Since God is Trinitarian and relational, God is knowable in creation. In radical, vulnerable love, God gave His name to Moses—YHWH, or “I AM WHO I AM”. While this accentuates His mystery, the fact remains, God gave Moses His name. He is the relational God. Such Divine self-disclosure belongs exclusively to the Christian biblical tradition.
God’s desire is for right relationship with His children that is rooted, (just as in His Triune-Self), in love. Love is a deeply personal term, reserved strictly for relationships that encompass the emotional as well as intellectual capacity of distinct individuals. Thus, love cannot be relegated upon the radically other, mysterious unknown-it must be someone knowable.
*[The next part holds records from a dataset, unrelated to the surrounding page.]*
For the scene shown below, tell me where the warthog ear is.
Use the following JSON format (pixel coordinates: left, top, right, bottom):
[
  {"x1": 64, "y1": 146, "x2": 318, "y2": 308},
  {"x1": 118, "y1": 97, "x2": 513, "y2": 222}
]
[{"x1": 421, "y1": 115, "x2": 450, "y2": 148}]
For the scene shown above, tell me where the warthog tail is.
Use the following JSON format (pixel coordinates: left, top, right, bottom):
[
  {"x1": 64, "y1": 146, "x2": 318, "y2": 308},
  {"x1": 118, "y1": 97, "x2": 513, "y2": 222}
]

Since God is the holy, radical other, any description of God is deeply analogical and inadequate. However, symbols such as “Father”, “Mother” or “King” must be retained because titles such as “Holy Other” and “Divine” or even strictly using “God” forfeit the loving relationality we have with God. Thus, Jesus referred to God as “Abba” and “Father”. He reserved the title “My God” to a single use in an echoing of a Jewish psalm to express His deep sorrow from the Cross. The ultimate testimony to God’s knowability is the revelation of God in the Person of Christ Jesus—fully God and fully man. While God has not left Himself without a witness across the Earth, (Rom. 2.15) it is foremost through the Holy Scriptures and especially the Gospels that God’s own Person is revealed. (Eph. 3.4-6) The danger is to “understand” God and put Him in a box. We must therefore be careful to maintain the tension between a dominating understanding of God and a humble knowing of God.